Trump campaign calls on State Dept. to explain missing emails

Published October 26, 2016 4:31pm EST



Donald Trump’s campaign pushed the State Department on Wednesday to explain its refusal to hand over emails from the inbox of Bryan Pagliano, Hillary Clinton’s former IT aide and the architect of her private server.

Jason Miller, a Trump campaign spokesman, described the agency’s “stonewalling” as a “deeply distressing” move that “makes one wonder exactly what they are trying to keep secret.”

“The State Department must release these documents immediately as the American people have a right to know what is contained within those documents before election day,” Miller said.

His call came on the heels of a report that suggested the State Department has ignored a request from the National Archives to explain the absence of Pagliano’s records. That request, which was obtained by ABC News, was sent to the State Department in July with a 30-day deadline. Agency officials have yet to respond to the National Archives.

The State Department first admitted in May that it had not located emails belonging to Pagliano when preparing documents for release to the Republican National Committee through the Freedom of Information Act.
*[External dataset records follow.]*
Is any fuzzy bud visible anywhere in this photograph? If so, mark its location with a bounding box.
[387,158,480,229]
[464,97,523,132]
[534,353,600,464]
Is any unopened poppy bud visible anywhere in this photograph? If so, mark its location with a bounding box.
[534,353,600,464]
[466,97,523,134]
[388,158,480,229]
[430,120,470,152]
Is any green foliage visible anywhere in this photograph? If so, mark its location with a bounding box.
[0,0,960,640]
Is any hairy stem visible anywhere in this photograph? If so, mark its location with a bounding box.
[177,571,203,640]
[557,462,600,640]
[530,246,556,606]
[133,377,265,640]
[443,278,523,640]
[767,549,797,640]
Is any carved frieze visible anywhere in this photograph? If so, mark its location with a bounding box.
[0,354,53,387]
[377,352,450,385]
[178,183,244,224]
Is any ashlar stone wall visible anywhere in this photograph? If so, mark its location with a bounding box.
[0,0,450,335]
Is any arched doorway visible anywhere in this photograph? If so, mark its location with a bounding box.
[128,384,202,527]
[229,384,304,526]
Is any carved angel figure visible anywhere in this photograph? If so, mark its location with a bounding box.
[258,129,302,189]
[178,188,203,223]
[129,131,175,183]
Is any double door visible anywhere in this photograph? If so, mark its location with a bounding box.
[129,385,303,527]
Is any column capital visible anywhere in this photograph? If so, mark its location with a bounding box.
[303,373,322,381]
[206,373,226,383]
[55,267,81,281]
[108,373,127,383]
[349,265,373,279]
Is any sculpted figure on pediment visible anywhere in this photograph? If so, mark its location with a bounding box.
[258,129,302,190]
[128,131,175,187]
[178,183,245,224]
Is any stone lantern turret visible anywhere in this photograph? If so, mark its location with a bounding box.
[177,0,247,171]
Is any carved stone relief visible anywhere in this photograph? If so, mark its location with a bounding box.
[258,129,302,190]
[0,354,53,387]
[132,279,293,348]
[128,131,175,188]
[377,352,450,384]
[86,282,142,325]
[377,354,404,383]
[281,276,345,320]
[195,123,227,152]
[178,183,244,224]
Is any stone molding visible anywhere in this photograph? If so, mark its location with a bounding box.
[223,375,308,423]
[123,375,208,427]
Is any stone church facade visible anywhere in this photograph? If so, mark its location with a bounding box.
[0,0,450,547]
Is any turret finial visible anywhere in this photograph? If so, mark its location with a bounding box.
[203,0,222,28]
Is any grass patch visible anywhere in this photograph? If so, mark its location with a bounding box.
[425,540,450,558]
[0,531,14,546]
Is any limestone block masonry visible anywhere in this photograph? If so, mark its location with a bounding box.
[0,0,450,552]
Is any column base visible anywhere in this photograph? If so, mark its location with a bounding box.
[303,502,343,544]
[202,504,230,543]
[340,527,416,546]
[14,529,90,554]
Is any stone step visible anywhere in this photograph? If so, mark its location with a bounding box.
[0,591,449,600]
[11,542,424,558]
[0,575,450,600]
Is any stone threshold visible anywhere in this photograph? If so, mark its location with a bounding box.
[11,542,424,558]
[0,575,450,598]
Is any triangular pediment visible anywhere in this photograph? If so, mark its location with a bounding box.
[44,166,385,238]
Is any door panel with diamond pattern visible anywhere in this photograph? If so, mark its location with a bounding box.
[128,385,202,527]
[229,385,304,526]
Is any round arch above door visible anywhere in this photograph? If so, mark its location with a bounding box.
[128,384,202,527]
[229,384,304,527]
Officials argued the missing emails were not necessarily deleted, but may have simply slipped through the cracks due to the limitations of automatic archiving at the time of Pagliano’s tenure.

However, at least one of Pagliano’s emails surfaced in the roughly 30,000 Clinton emails provided to the State Department in December 2014 by the former secretary’s legal team. Because his address was redacted, it is unclear whether he used a “state.gov” account or a personal address.

Pagliano received an expansive immunity deal from the Justice Department during the FBI’s year-long investigation of Clinton’s treatment of classified material. During one of his interviews with FBI agents, he admitted that Clinton’s team ignored his attempts to sound the alarm about the possible violations of federal record-keeping laws that arose from Clinton’s private email use.